Most present-day voice-based assistants require that users utter a wake-up word to signify that they are addressing the assistant. While this may be acceptable for one-shot requests such as “Turn on the lights”, it becomes tiresome when one is engaged in an extended interaction with such an assistant. To support the goal of developing low-complexity, low-cost alternatives to a wake-up word, we present the results of two studies in which users engage with an assistant that infers whether it is being addressed from the user’s head orientation. In the first experiment, we collected informal user feedback regarding a relatively simple application of head orientation as a substitute for a wake-up word. We discuss that feedback and how it influenced the design of a second prototype assistant designed to correct many of the issues identified in the first experiment.
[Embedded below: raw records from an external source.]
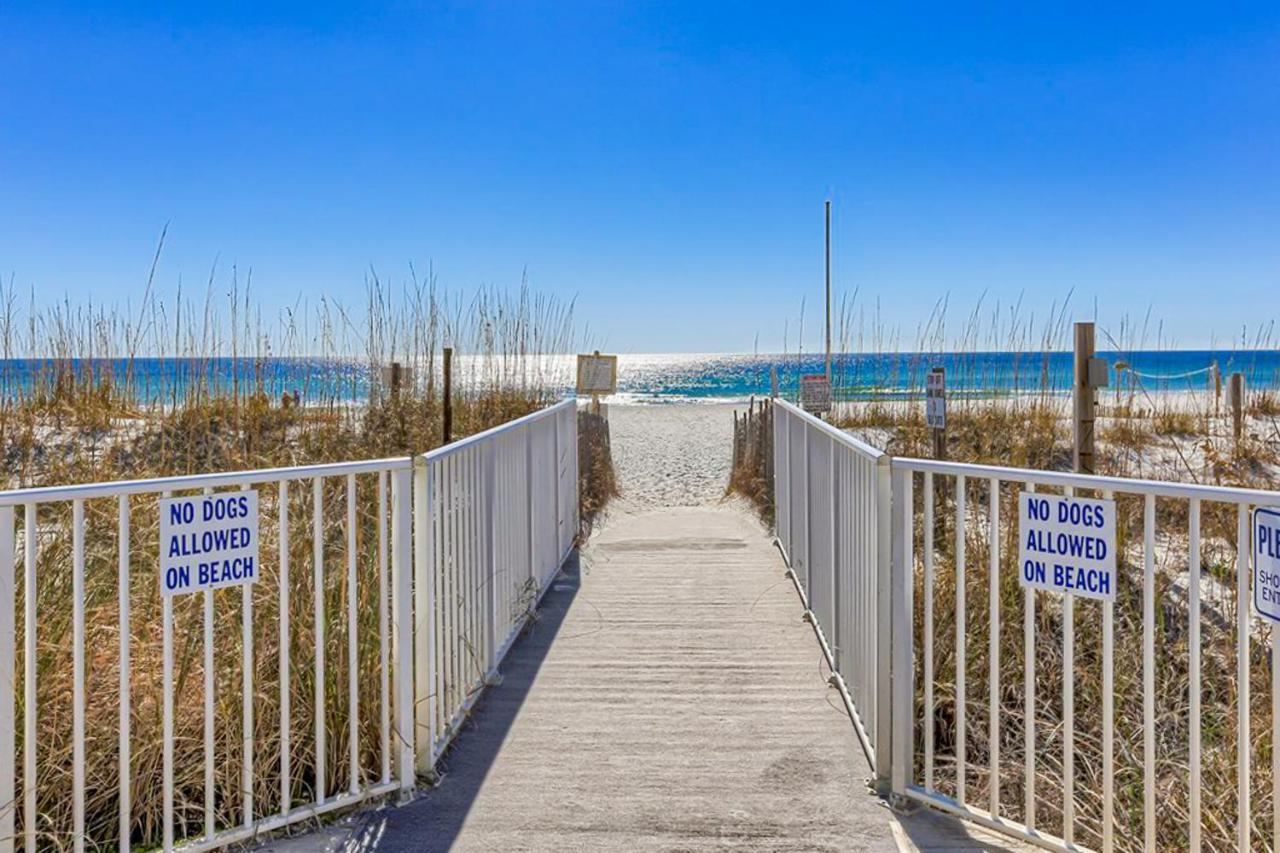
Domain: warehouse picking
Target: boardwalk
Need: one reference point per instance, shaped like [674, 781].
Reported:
[670, 697]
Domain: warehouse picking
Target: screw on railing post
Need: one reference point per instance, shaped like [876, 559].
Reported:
[903, 635]
[883, 621]
[424, 617]
[8, 674]
[490, 551]
[402, 629]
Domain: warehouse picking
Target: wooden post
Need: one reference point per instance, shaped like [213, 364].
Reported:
[1086, 398]
[448, 395]
[938, 433]
[1238, 406]
[1217, 388]
[397, 378]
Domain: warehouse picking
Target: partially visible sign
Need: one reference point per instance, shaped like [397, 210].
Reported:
[597, 374]
[208, 541]
[1068, 544]
[814, 393]
[1266, 562]
[936, 398]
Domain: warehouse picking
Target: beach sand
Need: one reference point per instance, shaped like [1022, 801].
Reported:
[671, 455]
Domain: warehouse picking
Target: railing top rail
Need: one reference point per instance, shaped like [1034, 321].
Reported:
[114, 488]
[839, 434]
[1128, 486]
[462, 443]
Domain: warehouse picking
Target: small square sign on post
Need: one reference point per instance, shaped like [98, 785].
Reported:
[936, 398]
[597, 374]
[208, 542]
[814, 393]
[1266, 562]
[1068, 544]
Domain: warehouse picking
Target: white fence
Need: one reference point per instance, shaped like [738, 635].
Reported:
[831, 492]
[497, 519]
[1036, 746]
[316, 708]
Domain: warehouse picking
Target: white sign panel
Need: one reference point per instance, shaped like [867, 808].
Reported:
[1068, 544]
[208, 541]
[814, 393]
[936, 400]
[1266, 562]
[597, 374]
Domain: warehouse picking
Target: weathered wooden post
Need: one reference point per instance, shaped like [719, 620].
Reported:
[936, 409]
[448, 395]
[1084, 397]
[1238, 406]
[397, 378]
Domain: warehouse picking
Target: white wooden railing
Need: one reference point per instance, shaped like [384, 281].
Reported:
[451, 550]
[827, 537]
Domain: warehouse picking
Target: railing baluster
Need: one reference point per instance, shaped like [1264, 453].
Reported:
[1107, 720]
[384, 683]
[209, 711]
[993, 643]
[1242, 675]
[1193, 670]
[78, 675]
[960, 638]
[31, 541]
[928, 629]
[402, 626]
[286, 637]
[167, 738]
[247, 696]
[126, 807]
[318, 609]
[1148, 670]
[352, 648]
[1029, 701]
[8, 674]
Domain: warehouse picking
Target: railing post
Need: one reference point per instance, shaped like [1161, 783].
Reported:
[490, 551]
[424, 616]
[8, 673]
[883, 620]
[903, 635]
[402, 628]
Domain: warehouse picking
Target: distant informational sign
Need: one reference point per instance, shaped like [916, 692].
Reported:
[814, 393]
[1266, 562]
[208, 541]
[597, 374]
[1068, 544]
[936, 398]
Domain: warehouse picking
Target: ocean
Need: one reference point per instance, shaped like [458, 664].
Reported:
[684, 377]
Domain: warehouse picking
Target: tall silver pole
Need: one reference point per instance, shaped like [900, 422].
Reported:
[827, 205]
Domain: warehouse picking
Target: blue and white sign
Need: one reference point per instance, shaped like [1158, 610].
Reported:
[1266, 562]
[208, 541]
[1068, 544]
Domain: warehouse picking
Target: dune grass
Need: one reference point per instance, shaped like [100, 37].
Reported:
[90, 406]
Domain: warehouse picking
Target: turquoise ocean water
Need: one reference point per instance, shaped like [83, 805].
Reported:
[691, 377]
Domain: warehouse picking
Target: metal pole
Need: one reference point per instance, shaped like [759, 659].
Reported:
[1086, 398]
[827, 208]
[448, 395]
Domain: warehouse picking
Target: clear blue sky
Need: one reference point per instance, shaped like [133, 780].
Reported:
[663, 163]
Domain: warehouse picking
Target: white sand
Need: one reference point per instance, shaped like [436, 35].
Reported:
[671, 455]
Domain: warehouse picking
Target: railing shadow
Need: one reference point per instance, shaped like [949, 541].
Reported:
[435, 819]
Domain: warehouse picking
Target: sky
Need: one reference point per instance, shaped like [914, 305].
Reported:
[663, 164]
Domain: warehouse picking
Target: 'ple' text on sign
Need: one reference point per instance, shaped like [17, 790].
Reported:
[1266, 562]
[1068, 544]
[208, 541]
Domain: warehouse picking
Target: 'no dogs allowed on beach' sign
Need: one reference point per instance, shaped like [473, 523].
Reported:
[1068, 544]
[208, 541]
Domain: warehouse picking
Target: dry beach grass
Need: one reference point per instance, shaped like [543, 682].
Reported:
[91, 414]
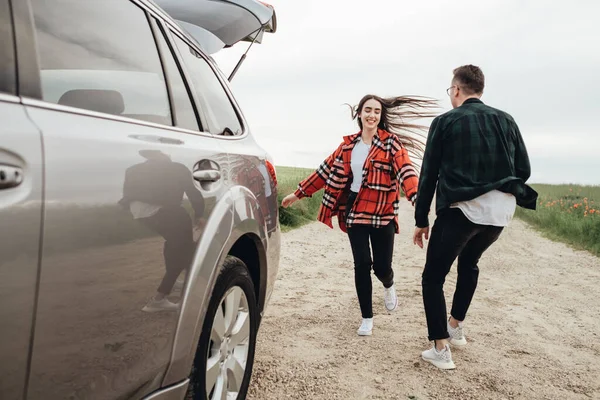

The most promising insight was that users were willing to adapt to the interface, leading us to hypothesize that it would be beneficial to provide visual feedback about the assistant’s belief about the user’s attentional state. In a second experiment conducted using the improved assistant, we collected more formal user feedback on likability and usability and used it to establish that, with high confidence, head orientation combined with visual feedback is preferable to the traditional wake-up word approach. We describe the visual feedback mechanisms and quantify their usefulness in the second experiment.

Reference

"You talkin’to me? A practical attention-aware embodied agent,"

In Human-Computer Interaction–INTERACT, vol. 2019. 2019.